Personal Blog

WebSocket protocol

Most of the web developers in enterprise sector are concentrated on HTTP as the main protocol for everyday’s work. But in some cases, it may be useful to prefer WebSocket. This article will do a short introduction to the most interesting features of WebSocket and provide a brief comparison with HTTP.

WebSockets provides a persistent connection between client and server. This connection is bi-directional by nature. It means that any party can start to send messages anytime when it’s needed(after communication is started).

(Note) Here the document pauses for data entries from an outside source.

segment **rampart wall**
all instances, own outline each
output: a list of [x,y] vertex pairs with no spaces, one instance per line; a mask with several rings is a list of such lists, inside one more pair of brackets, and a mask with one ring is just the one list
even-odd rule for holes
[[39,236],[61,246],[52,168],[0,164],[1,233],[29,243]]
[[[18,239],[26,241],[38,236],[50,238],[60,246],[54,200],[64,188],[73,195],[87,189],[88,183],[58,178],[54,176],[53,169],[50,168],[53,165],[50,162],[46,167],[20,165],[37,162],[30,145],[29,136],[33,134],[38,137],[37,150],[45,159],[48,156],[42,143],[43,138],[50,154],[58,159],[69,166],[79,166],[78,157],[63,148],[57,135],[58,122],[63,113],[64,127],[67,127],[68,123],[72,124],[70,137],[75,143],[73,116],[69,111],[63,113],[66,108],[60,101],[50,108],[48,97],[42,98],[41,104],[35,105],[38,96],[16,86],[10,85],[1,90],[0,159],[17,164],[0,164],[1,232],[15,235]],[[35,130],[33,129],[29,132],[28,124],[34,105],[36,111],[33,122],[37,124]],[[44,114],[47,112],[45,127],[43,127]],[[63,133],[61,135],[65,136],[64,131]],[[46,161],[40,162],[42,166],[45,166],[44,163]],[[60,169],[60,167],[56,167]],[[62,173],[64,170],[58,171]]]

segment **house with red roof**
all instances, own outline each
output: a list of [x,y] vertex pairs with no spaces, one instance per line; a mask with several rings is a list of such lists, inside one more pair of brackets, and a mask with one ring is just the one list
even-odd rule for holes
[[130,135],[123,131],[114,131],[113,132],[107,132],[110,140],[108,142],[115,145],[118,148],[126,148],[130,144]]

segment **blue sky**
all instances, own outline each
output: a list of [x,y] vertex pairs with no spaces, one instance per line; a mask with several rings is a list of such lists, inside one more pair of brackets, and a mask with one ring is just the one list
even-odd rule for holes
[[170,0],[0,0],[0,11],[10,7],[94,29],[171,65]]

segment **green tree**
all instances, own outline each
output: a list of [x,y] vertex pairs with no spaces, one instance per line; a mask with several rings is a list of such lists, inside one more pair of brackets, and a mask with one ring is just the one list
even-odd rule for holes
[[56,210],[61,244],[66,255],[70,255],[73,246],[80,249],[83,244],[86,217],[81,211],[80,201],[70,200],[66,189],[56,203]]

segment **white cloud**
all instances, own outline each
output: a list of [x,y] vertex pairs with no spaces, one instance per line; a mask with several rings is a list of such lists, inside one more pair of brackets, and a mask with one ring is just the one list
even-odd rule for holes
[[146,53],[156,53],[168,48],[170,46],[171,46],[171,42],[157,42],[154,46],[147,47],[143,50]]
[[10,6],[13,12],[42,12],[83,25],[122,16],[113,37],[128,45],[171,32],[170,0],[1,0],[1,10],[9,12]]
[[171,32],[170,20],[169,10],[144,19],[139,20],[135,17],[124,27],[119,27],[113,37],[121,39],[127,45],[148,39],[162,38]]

The process of communication is started by the handshake. The client sends pure http request to the server with ‘Upgrade’ header and the server responses with the same header if everything is ok. Here’s an example:Client

Client sends request

GET ws://websocket.example.com/ HTTP/1.1
Origin: http://example.com
Connection: Upgrade
Host: websocket.example.com
Upgrade: websocket

Server responses

HTTP/1.1 101 WebSocket Protocol Handshake
Date: Wed, 16 Oct 2013 10:07:34 GMT
Connection: Upgrade
Upgrade: WebSocket

One more advantage of WebSocket against HTTP – drastically reduced amount of headers so the percentage of payload is much higher.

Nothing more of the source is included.